Many Catholics imply that Benedict has nothing to apologize for at all. I don’t buy this. Certainly he should apologize for not preventing the Rev. Peter Hullerman from defiling children again after he left therapy. He was Hullerman’s archbishop, after all. He had some responsibility for the wayward priests’ conduct. He wasn’t the head of a local religious order or a priest, positions that had zero responsibility for Hullerman. To be fair, Archbishop Ratzinger likely did not know about Hullermans’ sins and crimes, which is why Ratzinger’s likely offense was not grave . But Ratzinger’s lack of knowledge doesn’t mean the buck didn’t stop with him. Put another way, conservatives who blame Archbishops Weakland and Cummins for not disciplining the molesters in their ranks should also point a finger at Ratzinger.
Benedict should also apologize for not laicizing more expeditiously the convicted pedophile priests, Lawrence Murphy and Stephen Kiesle. Sure, defrocking a priest is not the same as barring him from ministry; in the case of Kiesle, he molested children even after he was laicized. Sure, the Church’s policy under Pope John Paul II was not to defrock priests until they turned 40 years old; this accounts for Kiesle’s laicization in 1987 rather than 1985. And sure, the evidence against Murphy was old and complicated. But none of those three reasons excuse allowing a convicted pedophile or ephebophile to continue as a priest. Defrocking is commonly understood as more than releasing a priest from his duties and letting him marry. It’s also understood to mean that a priest committed crimes so heinous that his continued presence scandalizes the faithful. Certainly as a teenage Catholic growing up in the Bay Area of the 1980s, I could have told you that a defrocked priest such as Kiesle was guilty of evil conduct.
Yet Benedict should not apologize for misdeeds over which he had no responsibility. For example, even the head of the Congregation for the Doctrine of the Faith was not responsible for barring convicted child abusers such as Kielse from working in youth ministry. That Kiesele got a job even after being laicized is ridiculous. That he worked with young children is frightening. But even God’s Rottweiler could not have stopped Kiesele. That was the responsibility of my old bishop. And this is just one instance in which the press has failed to give Benedict the benefit of the doubt.

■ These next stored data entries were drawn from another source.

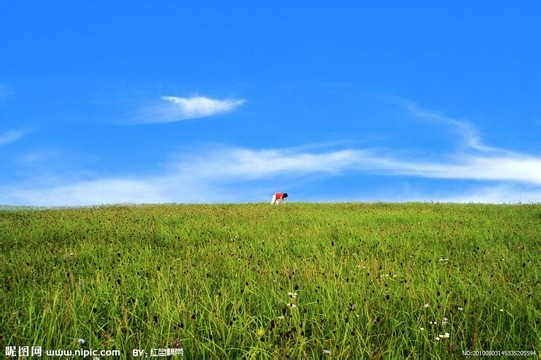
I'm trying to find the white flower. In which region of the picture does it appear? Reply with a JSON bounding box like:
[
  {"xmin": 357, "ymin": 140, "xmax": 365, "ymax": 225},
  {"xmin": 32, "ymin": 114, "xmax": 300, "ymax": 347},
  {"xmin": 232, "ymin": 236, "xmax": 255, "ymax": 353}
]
[
  {"xmin": 288, "ymin": 292, "xmax": 297, "ymax": 299},
  {"xmin": 458, "ymin": 307, "xmax": 463, "ymax": 311},
  {"xmin": 77, "ymin": 338, "xmax": 87, "ymax": 345},
  {"xmin": 444, "ymin": 332, "xmax": 450, "ymax": 338},
  {"xmin": 435, "ymin": 337, "xmax": 440, "ymax": 341},
  {"xmin": 278, "ymin": 316, "xmax": 285, "ymax": 320},
  {"xmin": 424, "ymin": 303, "xmax": 429, "ymax": 308},
  {"xmin": 323, "ymin": 349, "xmax": 331, "ymax": 355},
  {"xmin": 442, "ymin": 317, "xmax": 448, "ymax": 326},
  {"xmin": 288, "ymin": 303, "xmax": 297, "ymax": 308},
  {"xmin": 499, "ymin": 309, "xmax": 504, "ymax": 312},
  {"xmin": 420, "ymin": 327, "xmax": 425, "ymax": 331}
]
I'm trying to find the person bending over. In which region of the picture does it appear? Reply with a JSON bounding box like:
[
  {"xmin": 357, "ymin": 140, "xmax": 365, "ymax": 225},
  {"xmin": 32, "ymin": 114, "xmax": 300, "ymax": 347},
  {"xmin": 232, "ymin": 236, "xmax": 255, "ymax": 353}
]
[{"xmin": 270, "ymin": 192, "xmax": 288, "ymax": 204}]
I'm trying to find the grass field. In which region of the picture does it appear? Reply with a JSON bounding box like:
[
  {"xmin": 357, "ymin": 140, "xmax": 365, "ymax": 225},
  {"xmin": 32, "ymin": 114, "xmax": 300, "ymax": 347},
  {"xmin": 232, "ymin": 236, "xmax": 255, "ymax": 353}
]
[{"xmin": 1, "ymin": 203, "xmax": 540, "ymax": 359}]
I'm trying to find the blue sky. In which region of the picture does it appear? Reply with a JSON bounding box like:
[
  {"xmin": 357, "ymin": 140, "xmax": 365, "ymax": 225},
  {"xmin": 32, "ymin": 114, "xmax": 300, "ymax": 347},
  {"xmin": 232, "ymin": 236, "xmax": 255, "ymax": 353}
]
[{"xmin": 1, "ymin": 1, "xmax": 540, "ymax": 205}]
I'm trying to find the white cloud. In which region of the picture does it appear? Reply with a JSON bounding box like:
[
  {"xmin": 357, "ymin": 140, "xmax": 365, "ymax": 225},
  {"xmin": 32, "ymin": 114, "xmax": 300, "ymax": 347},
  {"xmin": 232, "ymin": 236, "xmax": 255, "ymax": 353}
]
[
  {"xmin": 3, "ymin": 142, "xmax": 541, "ymax": 206},
  {"xmin": 2, "ymin": 102, "xmax": 540, "ymax": 206},
  {"xmin": 377, "ymin": 153, "xmax": 541, "ymax": 185},
  {"xmin": 398, "ymin": 184, "xmax": 541, "ymax": 204},
  {"xmin": 301, "ymin": 184, "xmax": 541, "ymax": 204},
  {"xmin": 170, "ymin": 147, "xmax": 364, "ymax": 179},
  {"xmin": 392, "ymin": 101, "xmax": 541, "ymax": 185},
  {"xmin": 173, "ymin": 146, "xmax": 541, "ymax": 186},
  {"xmin": 402, "ymin": 100, "xmax": 501, "ymax": 153},
  {"xmin": 132, "ymin": 96, "xmax": 246, "ymax": 124},
  {"xmin": 431, "ymin": 185, "xmax": 541, "ymax": 204},
  {"xmin": 6, "ymin": 178, "xmax": 168, "ymax": 206},
  {"xmin": 0, "ymin": 129, "xmax": 28, "ymax": 146}
]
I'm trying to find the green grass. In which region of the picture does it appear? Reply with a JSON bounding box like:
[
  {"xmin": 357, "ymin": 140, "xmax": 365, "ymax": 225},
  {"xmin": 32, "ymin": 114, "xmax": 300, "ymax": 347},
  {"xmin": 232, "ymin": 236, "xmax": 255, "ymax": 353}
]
[{"xmin": 1, "ymin": 203, "xmax": 540, "ymax": 359}]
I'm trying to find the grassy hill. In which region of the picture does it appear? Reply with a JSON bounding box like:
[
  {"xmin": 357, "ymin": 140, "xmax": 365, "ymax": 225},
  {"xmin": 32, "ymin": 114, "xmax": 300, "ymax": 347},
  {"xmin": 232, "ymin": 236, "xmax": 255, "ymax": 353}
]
[{"xmin": 1, "ymin": 203, "xmax": 539, "ymax": 358}]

Coming up with words to apologize and explain Ratzinger’s handling of the sex abuse crisis would not be difficult. He could use language like this:
It cannot be denied that I and some bishops failed, at times grievously, to apply the long-established norms of canon law to the crime of child abuse. Serious mistakes were made in responding to allegations. I recognise how difficult it was to grasp the extent and complexity of the problem, to obtain reliable information and to make the right decisions in the light of conflicting expert advice. Nevertheless, it must be admitted that grave errors of judgement were made and failures of leadership occurred. All this has seriously undermined our credibility and effectiveness. I appreciate the efforts we have made to remedy past mistakes and to guarantee that they do not happen again.
Except for a few pronouns, those stern words were delivered by Pope Benedict to the Irish bishops in February. His letter wasn’t a pro forma apologia. It was clear and responsible. It showed leadership. And it suggested that unlike certain other institutions, the Catholic Church is applying a systemic solution to a real problem.